Os antigos romanos chamavam de bárbaros a todos os povos nômades, “selvagens“, que não tinham uma cultura refinada herdada pelos gregos. Entre estas diversas tribos destacam-se os vândalos, ostrogodos, visigodos, burgúndios, anglo-saxões, hunos, árabes, mongóis, entre a diversidade de outras tribos. Os antepassados de Vlad Tepes Drácula vinham da Valáquia, uma província romena localizada mais ao sul da Europa Central, e se formos traçar no papel o confuso torvelinho de todas estas raças europeias, um nome surgirá como o próprio nome do diabo, Átila!

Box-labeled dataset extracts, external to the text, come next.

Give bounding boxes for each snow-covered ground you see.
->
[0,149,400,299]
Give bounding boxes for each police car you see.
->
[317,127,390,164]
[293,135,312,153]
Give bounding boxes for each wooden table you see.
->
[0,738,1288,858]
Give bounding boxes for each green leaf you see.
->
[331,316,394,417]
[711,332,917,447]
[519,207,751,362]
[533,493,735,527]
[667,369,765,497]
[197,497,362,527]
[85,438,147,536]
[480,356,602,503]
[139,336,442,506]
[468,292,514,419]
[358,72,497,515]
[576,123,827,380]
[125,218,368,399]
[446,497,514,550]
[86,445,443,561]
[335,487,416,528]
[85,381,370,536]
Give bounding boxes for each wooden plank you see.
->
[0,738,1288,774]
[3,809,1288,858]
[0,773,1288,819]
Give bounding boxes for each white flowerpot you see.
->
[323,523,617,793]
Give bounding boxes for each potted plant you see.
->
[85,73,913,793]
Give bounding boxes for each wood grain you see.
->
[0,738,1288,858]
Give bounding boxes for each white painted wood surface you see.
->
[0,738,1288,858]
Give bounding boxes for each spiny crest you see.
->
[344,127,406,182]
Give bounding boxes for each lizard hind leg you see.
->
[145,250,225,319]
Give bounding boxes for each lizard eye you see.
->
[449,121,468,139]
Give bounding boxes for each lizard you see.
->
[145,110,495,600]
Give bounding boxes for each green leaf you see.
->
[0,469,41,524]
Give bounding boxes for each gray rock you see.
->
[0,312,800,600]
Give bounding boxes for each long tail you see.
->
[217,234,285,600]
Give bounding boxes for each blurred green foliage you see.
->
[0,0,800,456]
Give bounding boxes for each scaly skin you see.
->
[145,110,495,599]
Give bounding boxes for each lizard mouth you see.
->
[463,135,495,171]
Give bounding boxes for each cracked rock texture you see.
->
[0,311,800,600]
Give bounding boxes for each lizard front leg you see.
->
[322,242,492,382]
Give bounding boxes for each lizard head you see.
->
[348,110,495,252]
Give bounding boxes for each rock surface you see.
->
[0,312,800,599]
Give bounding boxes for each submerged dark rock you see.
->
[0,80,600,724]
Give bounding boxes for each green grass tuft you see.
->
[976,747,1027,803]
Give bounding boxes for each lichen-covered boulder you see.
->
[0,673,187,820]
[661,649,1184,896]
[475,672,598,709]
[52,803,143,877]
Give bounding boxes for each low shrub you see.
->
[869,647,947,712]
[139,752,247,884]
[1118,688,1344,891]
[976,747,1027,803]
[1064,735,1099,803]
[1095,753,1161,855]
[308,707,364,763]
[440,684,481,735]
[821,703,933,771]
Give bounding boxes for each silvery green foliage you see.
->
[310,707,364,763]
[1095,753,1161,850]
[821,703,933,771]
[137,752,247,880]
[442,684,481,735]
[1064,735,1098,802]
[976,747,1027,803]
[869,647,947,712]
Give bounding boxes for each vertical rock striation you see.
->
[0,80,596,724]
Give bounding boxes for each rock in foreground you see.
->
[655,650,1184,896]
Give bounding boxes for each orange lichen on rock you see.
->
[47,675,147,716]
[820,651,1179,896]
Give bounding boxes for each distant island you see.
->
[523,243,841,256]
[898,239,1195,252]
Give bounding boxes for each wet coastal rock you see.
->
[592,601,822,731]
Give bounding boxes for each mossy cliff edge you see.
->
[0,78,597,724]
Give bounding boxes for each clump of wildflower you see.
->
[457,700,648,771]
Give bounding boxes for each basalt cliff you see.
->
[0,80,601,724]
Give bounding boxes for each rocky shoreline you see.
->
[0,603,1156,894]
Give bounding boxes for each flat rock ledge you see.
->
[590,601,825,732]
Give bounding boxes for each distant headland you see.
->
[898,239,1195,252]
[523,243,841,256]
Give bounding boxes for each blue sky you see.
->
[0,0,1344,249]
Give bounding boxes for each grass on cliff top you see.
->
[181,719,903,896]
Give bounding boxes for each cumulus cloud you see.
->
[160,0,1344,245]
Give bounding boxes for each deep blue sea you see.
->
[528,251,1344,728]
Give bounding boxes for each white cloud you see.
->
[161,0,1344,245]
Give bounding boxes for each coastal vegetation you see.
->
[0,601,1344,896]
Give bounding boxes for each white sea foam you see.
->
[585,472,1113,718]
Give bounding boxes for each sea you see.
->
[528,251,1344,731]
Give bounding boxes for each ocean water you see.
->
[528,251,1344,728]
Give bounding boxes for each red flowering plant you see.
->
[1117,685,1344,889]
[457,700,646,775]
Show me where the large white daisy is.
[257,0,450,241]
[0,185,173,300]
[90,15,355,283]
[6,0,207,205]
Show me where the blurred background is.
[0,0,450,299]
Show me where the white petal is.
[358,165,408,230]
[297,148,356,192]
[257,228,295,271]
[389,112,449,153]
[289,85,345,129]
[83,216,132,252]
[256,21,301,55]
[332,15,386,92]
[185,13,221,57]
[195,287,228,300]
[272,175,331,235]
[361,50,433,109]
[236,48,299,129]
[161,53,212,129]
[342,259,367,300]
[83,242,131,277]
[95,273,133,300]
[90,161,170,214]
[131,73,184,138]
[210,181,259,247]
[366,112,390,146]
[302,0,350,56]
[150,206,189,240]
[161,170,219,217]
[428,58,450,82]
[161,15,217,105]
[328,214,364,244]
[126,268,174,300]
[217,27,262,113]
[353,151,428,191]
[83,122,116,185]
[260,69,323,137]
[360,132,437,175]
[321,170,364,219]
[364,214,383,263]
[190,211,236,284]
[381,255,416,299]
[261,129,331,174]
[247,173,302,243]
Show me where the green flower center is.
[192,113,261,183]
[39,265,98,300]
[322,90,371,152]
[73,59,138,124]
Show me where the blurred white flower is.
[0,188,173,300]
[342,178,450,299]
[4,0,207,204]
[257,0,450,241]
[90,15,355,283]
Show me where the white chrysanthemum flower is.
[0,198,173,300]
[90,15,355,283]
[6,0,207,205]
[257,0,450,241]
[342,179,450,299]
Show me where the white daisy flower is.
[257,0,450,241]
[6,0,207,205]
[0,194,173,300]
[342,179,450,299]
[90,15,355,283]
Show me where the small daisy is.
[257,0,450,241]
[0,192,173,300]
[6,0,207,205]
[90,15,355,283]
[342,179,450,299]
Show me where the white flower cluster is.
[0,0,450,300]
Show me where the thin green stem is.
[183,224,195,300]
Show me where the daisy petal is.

O rei dos hunos, e uma frase deste grande líder pode ainda ser lida para podermos entender seu temperamento guerreiro, “A estrela cai, a terra treme, eu sou o martelo do mundo e a erva não cresce mais por onde o meu cavalo tiver passado!

Podemos apenas imaginar como alguns dos antepassados de Vlad Tepes Drácula agiam em seu próprio tempo onde o aço, o ferro, o fogo, o sangue e o ódio eram os ingredientes básicos da realidade medieval por estas terras tão selvagens…

O contexto histórico que culmina em Drácula é tão complexo que somente ele preencheria um novo artigo, mas tomemos um atalho para mergulharmos nos relatos de horror do século XV onde surge um Drácula real, muito diferente daquele do cinema, se bem que o Drácula cinematográfico é uma sombra do Drácula histórico devido à generalidade de um escritor irlandês chamado Bram Stoker, bastante citado nos meus artigos.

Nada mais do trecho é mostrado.